One more thing about naming Build Types - because we like to have an email sent out to the team members after a build, we have found that a naming convention for the build types helps make it easier to easily recognize and organize the build notifications. We use a standard that includes the environment, the Team Project name, and the sub-solution as the name of the build. So we have build names like

 DEV Slam Customer Website - This builds the CustomerWebsite.Sln in the $\Slam\DEV branch.

QA Slam Customer Website - This builds the CustomerWebsite.Sln in the $\Slam\QA branch.

DEV Slam Monitor Service - This builds the MonitorService.Sln in the $\Slam\DEV branch.

QA Slam Monitor Service  - This builds the MonitorService.Sln in the $\Slam\QA branch.

 Having the project name in the build type helps because if you are a subscriber of lots of different builds for different projects, you cannot tell by looking at the email (other than this naming convention) which project the build is from.


MS BI Conference 14: Evening Reception

Fri, 11 May 2007 04:26:00 GMT

The evening reception was at the Experience Music Project/SciFi Museum Hall of Fame. Gary and I walked through the SciFi Museum. It was really great, lots of memorabilia from all the TV series, movies, as well as books, comics, magazines, scripts, photos, videos. Really cool. The only underrepresentaed Sci Fi series was Dr. Who - I saw one thing from that, the "Fun Gun". No Daleks. Gary has read a lot of sci-fi I found out.

 I thot it was going to be a banquet and awards ceremony - they had awards, but it was more like a standup reception. No tables except in a tent outside. It was pretty stuffy inside, so I hung out with Gary in the fresh air (well, he was smoking, and so was a lot of others around me, but for the most part it was fresh air).

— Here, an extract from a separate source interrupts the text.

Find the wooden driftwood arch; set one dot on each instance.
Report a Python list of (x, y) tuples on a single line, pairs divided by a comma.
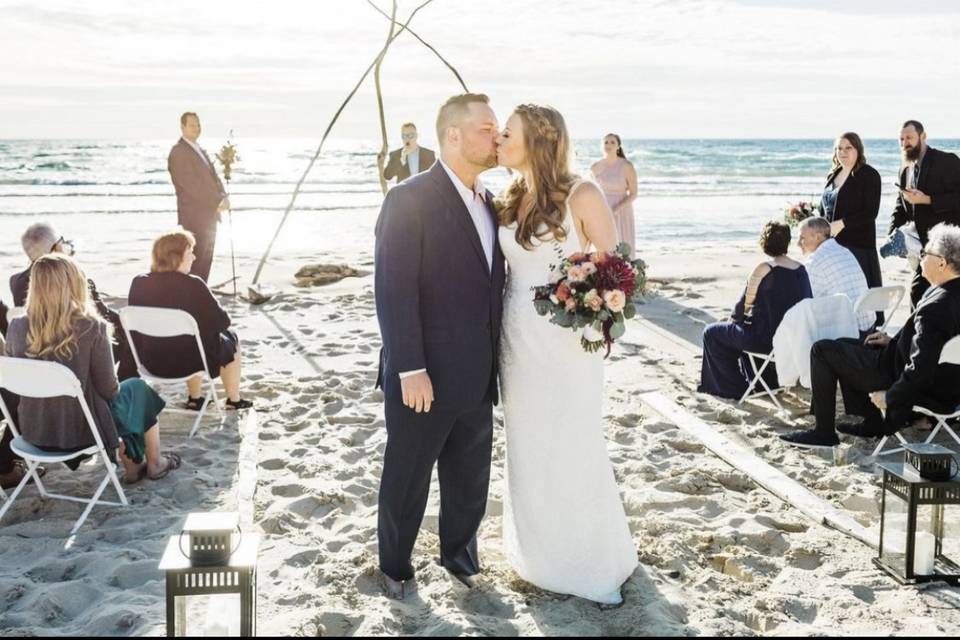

It would have been a great night to have my wife along - she would have loved the sci-fi museum (and the Experience Music Project, very little of which I saw), and she would have been a classy-looking woman to have with me too. We'll come see this place another time.

Tomorrow morning keynote is Steve Ballmer. Somehow the chant "Business Intelligence, Business Intelligence, Business Intelligence" or "Information worker, information worker, information worker" doesn't really roll off the tongue. What will be his hook tomorrow?